Das ist verkürzt. Im Parlamentarischen Kontrollgremium ging es um die Frage, ob die vier Sätze in dem Interview mit der Bild-Zeitung eine Amtspflichtverletzung waren. und da muss ich nach der Anhörung sagen, dass ich einen solchen Verstoß nicht sehe und deshalb keine entsprechende Rücktrittsforderung abgeleitet habe. Aber man muss das Gesamtbild sehen: Dazu gehören Maaßens AfD-Kontakte, die Tatsache, dass er eine Quelle des Verfassungsschutzes in Zusammenhang mit dem tödlichen Anschlag auf den Weihnachtsmarkt am Breitscheidplatz verschwiegen hat, und jetzt die umstrittene Einordnung der Geschehnisse in Chemnitz – alles zusammen meine ich, dass Maaßen sein Amt zur Verfügung stellen sollte. Das ist allein schon deshalb nötig, um Schaden von seiner Behörde abzuwenden.

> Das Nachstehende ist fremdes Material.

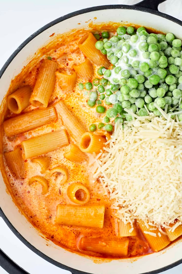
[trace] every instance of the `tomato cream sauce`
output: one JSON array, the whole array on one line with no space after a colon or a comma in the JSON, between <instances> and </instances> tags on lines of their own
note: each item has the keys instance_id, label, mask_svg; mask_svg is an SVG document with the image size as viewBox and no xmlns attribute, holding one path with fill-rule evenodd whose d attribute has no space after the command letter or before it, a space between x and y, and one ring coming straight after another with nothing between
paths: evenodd
<instances>
[{"instance_id":1,"label":"tomato cream sauce","mask_svg":"<svg viewBox=\"0 0 182 274\"><path fill-rule=\"evenodd\" d=\"M106 29L107 30L108 28ZM100 31L99 28L99 29ZM111 29L111 28L110 30ZM61 68L67 71L72 70L74 64L77 65L83 62L85 58L78 47L78 43L81 37L86 31L84 31L82 33L79 31L75 35L74 39L73 40L73 37L70 39L71 42L69 42L69 39L65 39L65 41L64 42L63 41L61 44L58 42L55 43L54 47L52 44L51 50L48 53L44 52L42 57L39 58L33 66L31 67L29 65L28 71L26 71L26 68L23 70L18 78L16 78L17 81L17 79L18 80L18 85L17 83L15 85L14 84L14 88L17 85L19 87L29 85L33 89L43 58L50 56L52 60L57 62L58 69ZM99 76L96 73L98 67L94 66L93 79L96 77L102 78L102 76ZM25 71L26 73L24 72ZM56 82L49 106L54 105L60 99L62 100L68 108L88 131L89 125L93 123L100 122L105 114L96 112L95 109L96 106L91 108L87 105L88 96L85 90L81 91L78 88L79 83L84 82L83 79L77 78L74 90L66 93L61 90ZM10 90L11 88L10 87ZM11 92L13 91L14 91L11 90ZM106 105L105 106L106 108L109 107ZM23 112L35 108L30 105ZM9 111L6 111L5 110L5 119L15 116ZM3 152L13 150L24 140L63 128L61 118L59 114L57 114L56 120L24 133L8 138L4 133L3 136ZM76 144L73 136L68 132L67 133L70 143ZM45 155L50 158L50 164L49 170L43 175L49 182L48 192L44 195L41 194L42 187L40 184L34 183L29 185L28 183L29 180L32 177L36 175L43 175L41 173L40 167L37 164L33 163L31 159L24 160L25 177L23 179L17 179L11 174L4 159L4 171L8 178L6 181L8 189L21 212L31 223L47 238L56 244L73 252L94 257L106 258L103 254L80 250L78 247L78 241L82 236L92 237L102 236L110 239L118 239L114 210L111 209L111 202L99 182L97 180L93 180L90 171L91 163L93 160L92 156L89 156L86 161L81 163L71 162L64 156L69 149L69 146L67 146ZM50 178L49 175L49 171L58 165L66 167L69 171L68 179L63 185L58 182L55 177ZM73 182L81 182L88 188L90 194L90 199L87 205L105 206L103 229L61 226L55 222L56 207L58 204L75 204L70 200L67 193L68 187ZM137 236L129 238L128 256L138 256L151 252L148 244L139 232ZM106 257L111 258L112 256L107 256Z\"/></svg>"}]
</instances>

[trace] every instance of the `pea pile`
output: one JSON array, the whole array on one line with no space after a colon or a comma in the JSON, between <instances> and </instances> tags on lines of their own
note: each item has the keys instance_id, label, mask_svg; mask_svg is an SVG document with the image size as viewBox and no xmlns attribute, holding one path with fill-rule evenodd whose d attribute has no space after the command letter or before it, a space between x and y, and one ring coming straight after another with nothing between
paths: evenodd
<instances>
[{"instance_id":1,"label":"pea pile","mask_svg":"<svg viewBox=\"0 0 182 274\"><path fill-rule=\"evenodd\" d=\"M95 35L98 40L96 48L107 55L112 66L109 69L101 67L97 73L103 78L85 84L88 90L91 91L93 85L97 89L90 92L88 105L92 107L97 104L96 112L105 112L98 128L112 131L112 125L105 124L110 119L121 123L132 119L125 108L140 116L148 115L146 108L156 116L161 115L154 103L167 113L181 110L181 41L172 33L149 34L143 27L136 31L131 26L120 27L117 33L110 39L106 32L102 33L101 39ZM107 111L106 105L111 106ZM178 118L182 121L182 114ZM90 130L96 128L92 124Z\"/></svg>"}]
</instances>

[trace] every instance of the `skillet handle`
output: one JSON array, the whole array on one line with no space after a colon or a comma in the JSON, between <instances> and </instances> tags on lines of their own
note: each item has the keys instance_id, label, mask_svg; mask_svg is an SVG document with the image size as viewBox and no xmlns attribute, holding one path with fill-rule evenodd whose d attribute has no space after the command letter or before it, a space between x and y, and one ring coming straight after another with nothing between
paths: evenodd
<instances>
[{"instance_id":1,"label":"skillet handle","mask_svg":"<svg viewBox=\"0 0 182 274\"><path fill-rule=\"evenodd\" d=\"M0 249L0 266L9 274L29 274L12 261Z\"/></svg>"},{"instance_id":2,"label":"skillet handle","mask_svg":"<svg viewBox=\"0 0 182 274\"><path fill-rule=\"evenodd\" d=\"M166 1L166 0L143 0L143 1L137 4L135 4L133 5L158 10L158 6L159 4Z\"/></svg>"}]
</instances>

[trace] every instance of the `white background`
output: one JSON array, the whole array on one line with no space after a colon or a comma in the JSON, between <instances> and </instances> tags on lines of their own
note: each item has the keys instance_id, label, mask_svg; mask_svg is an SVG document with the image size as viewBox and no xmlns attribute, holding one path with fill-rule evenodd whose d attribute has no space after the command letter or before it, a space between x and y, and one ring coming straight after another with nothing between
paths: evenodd
<instances>
[{"instance_id":1,"label":"white background","mask_svg":"<svg viewBox=\"0 0 182 274\"><path fill-rule=\"evenodd\" d=\"M76 10L98 5L132 5L140 1L0 0L0 68L26 38L57 18ZM182 20L181 0L167 0L160 5L159 9ZM16 238L1 218L0 247L30 274L70 273L51 264L29 249ZM163 273L181 274L182 264ZM0 266L0 274L5 273L7 272Z\"/></svg>"}]
</instances>

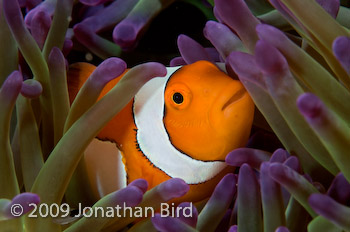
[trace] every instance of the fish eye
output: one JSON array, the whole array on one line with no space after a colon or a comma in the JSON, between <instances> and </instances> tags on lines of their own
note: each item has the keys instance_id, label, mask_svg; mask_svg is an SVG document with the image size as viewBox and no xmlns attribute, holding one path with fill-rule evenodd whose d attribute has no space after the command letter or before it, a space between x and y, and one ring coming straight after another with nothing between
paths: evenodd
<instances>
[{"instance_id":1,"label":"fish eye","mask_svg":"<svg viewBox=\"0 0 350 232\"><path fill-rule=\"evenodd\" d=\"M173 95L173 101L179 105L184 101L184 97L182 96L181 93L176 92Z\"/></svg>"}]
</instances>

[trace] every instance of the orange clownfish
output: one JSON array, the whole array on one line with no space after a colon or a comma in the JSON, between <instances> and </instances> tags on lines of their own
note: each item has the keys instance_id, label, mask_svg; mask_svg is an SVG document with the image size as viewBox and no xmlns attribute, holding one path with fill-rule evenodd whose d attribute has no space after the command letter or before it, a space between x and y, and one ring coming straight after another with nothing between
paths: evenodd
<instances>
[{"instance_id":1,"label":"orange clownfish","mask_svg":"<svg viewBox=\"0 0 350 232\"><path fill-rule=\"evenodd\" d=\"M77 63L69 72L73 101L95 69ZM190 191L181 201L200 201L232 171L231 150L249 137L254 103L243 85L207 61L167 68L153 78L97 135L85 151L85 165L96 197L144 178L149 189L172 177ZM120 80L108 83L104 96ZM111 106L113 107L113 106Z\"/></svg>"}]
</instances>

Sie haben jetzt mehrfach gesagt, dass Sie die Ereignisse von Chemnitz anders einordnen als der Verfassungsschutzpräsident. Wie ordnen Sie das denn ein?

Es geht dabei ja nicht nur um dieses gut 19 Sekunden lange Video, über das jetzt gestritten wird. Wenn man die Fernsehbilder gesehen hat, wenn man Berichte von Journalisten und Augenzeugen gehört hat, wenn man Polizeiberichte gelesen hat und deren Lageberichte kennt, dann muss man sagen, dass in Chemnitz eine sehr aufgeheizte Stimmung herrschte. Da hat nicht viel gefehlt und es wäre zu noch schlimmeren Taten mit noch schlimmeren Folgen gekommen. Es ist unglaublich, dass Rechtsextreme in sehr kurzer Zeit einige Tausend Extremisten mobilisieren können, die dann auch auf die Straße gehen. Das darf man auf keinen Fall bagatellisieren.